Chinese authorities have stopped issuing short-term visas to South Korean citizens in the country’s first retaliation against COVID entry restrictions on arrivals from China.

“Visas for business, tourism, medical treatment, transit and general private affairs will be suspended for South Korean citizens effective today,” the Chinese Embassy in Seoul said in a statement. The measures will be “adjusted” if South Korea cancels its “discriminatory” entry restrictions on China, the embassy added.

Beijing has decried recent restrictions or screenings placed on travelers from China, whose numbers are expected to increase after a significant easing of border restrictions.

A number of countries have moved to require testing from travelers from China, citing concerns over the country’s recent surge of infections – and limited data about the outbreak – since Beijing dropped its stringent COVID controls last month.

South Korea went a step further on January 2 by suspending short-term visa applications from its consulates in China until the end of the month. It also requires people traveling from China to take a PCR test within 24 hours of arrival and remain in isolation until receiving negative results.

From January 5, it has also asked people traveling from China to present a negative PCR test taken within 48 hours of departure or a rapid antigen test taken within 24 hours.

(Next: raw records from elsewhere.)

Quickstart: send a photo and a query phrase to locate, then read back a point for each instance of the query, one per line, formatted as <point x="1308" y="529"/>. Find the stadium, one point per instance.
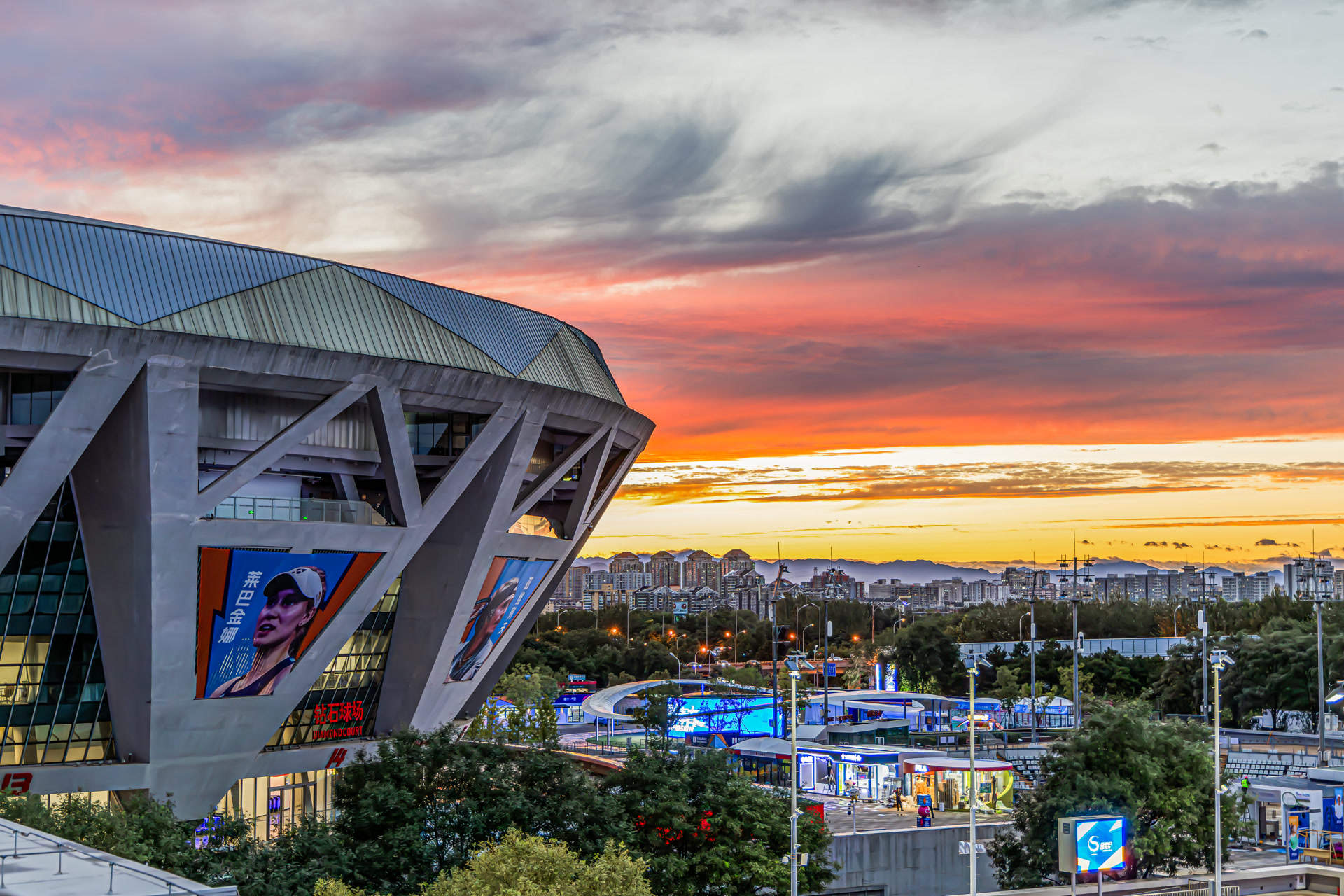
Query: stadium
<point x="260" y="510"/>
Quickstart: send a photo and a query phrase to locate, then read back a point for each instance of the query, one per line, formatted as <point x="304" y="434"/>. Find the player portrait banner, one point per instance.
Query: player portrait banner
<point x="258" y="612"/>
<point x="508" y="586"/>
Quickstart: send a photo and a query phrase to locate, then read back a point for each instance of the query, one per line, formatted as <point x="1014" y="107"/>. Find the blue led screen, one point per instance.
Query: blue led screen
<point x="722" y="713"/>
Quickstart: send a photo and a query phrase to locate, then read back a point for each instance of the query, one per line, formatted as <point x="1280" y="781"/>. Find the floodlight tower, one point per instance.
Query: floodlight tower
<point x="974" y="664"/>
<point x="1073" y="598"/>
<point x="1221" y="663"/>
<point x="796" y="665"/>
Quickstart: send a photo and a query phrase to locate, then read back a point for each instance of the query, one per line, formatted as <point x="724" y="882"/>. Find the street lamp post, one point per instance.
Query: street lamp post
<point x="794" y="664"/>
<point x="1221" y="662"/>
<point x="774" y="652"/>
<point x="797" y="620"/>
<point x="1074" y="599"/>
<point x="1035" y="580"/>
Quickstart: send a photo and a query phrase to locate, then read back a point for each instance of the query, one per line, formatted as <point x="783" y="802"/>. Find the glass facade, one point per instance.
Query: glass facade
<point x="343" y="701"/>
<point x="274" y="804"/>
<point x="34" y="396"/>
<point x="441" y="433"/>
<point x="52" y="695"/>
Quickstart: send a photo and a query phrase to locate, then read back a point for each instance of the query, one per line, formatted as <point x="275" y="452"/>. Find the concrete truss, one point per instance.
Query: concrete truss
<point x="128" y="434"/>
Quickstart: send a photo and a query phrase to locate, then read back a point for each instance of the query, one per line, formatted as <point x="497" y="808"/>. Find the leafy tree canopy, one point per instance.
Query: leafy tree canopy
<point x="707" y="830"/>
<point x="1158" y="774"/>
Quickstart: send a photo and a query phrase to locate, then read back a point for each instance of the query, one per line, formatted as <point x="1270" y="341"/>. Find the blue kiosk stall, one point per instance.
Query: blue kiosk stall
<point x="927" y="713"/>
<point x="872" y="771"/>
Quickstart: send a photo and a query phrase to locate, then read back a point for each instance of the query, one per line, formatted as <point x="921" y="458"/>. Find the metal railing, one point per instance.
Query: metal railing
<point x="62" y="848"/>
<point x="298" y="511"/>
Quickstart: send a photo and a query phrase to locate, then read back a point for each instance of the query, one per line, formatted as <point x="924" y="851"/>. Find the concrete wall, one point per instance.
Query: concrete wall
<point x="920" y="862"/>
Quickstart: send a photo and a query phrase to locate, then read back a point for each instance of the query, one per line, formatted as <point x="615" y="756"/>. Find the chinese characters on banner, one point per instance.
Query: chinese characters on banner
<point x="258" y="612"/>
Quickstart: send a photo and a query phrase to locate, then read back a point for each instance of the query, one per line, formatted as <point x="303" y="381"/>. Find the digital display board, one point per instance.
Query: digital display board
<point x="508" y="586"/>
<point x="258" y="612"/>
<point x="722" y="713"/>
<point x="1093" y="843"/>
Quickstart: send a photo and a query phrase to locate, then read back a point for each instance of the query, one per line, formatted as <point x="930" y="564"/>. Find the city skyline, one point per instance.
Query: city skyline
<point x="944" y="281"/>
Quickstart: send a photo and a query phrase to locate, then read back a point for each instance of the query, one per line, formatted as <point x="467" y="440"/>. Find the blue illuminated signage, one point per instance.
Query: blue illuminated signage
<point x="721" y="713"/>
<point x="1101" y="843"/>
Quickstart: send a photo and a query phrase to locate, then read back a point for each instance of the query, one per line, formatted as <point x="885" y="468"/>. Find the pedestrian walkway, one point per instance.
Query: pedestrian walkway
<point x="873" y="817"/>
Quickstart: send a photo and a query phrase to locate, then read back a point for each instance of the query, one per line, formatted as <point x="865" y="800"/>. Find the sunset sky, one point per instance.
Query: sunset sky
<point x="941" y="280"/>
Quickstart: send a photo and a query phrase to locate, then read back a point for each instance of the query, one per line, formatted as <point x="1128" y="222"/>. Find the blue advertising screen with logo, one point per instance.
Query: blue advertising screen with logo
<point x="701" y="715"/>
<point x="1101" y="843"/>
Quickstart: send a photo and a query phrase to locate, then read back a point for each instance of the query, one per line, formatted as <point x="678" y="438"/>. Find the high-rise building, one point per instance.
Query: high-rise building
<point x="883" y="590"/>
<point x="702" y="571"/>
<point x="737" y="559"/>
<point x="1310" y="577"/>
<point x="625" y="562"/>
<point x="573" y="584"/>
<point x="666" y="570"/>
<point x="1025" y="582"/>
<point x="1247" y="587"/>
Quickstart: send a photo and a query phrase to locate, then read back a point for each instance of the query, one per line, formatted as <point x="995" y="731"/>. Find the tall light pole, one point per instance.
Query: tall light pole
<point x="1203" y="601"/>
<point x="1035" y="580"/>
<point x="774" y="652"/>
<point x="1221" y="662"/>
<point x="974" y="664"/>
<point x="794" y="664"/>
<point x="1074" y="599"/>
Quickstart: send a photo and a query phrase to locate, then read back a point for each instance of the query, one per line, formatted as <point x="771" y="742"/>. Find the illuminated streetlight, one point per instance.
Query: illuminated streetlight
<point x="974" y="664"/>
<point x="1338" y="695"/>
<point x="1221" y="662"/>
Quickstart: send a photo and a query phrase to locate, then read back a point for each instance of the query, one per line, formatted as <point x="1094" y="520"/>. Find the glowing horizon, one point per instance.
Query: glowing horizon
<point x="940" y="281"/>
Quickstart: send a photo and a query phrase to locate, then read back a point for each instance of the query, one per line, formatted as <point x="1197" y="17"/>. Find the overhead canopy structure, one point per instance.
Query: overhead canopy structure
<point x="603" y="704"/>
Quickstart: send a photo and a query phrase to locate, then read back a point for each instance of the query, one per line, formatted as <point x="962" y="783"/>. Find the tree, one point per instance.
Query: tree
<point x="523" y="865"/>
<point x="1275" y="673"/>
<point x="1158" y="774"/>
<point x="421" y="804"/>
<point x="707" y="830"/>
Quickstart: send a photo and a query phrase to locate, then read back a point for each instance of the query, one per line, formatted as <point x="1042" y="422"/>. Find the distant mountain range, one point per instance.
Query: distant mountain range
<point x="920" y="571"/>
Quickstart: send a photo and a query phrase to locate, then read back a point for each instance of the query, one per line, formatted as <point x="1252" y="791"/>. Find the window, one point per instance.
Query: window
<point x="52" y="695"/>
<point x="33" y="397"/>
<point x="343" y="701"/>
<point x="442" y="434"/>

China’s move follows a Monday phone call between Foreign Minister Qin Gang and his South Korean counterpart Park Jin, during which Qin “expressed concern” over the restrictions and urged Seoul to take an “objective and scientific” approach, according to a readout from the Chinese side.

In recent weeks, more than a dozen countries including the United States, France, Canada, Japan and Australia have mandated testing on travelers from China, though have not limited the issuance of visas.

China’s Foreign Ministry earlier this month broadly decried the measures as unscientific and vowed to take “corresponding countermeasures for different situations in accordance with the principle of reciprocity.”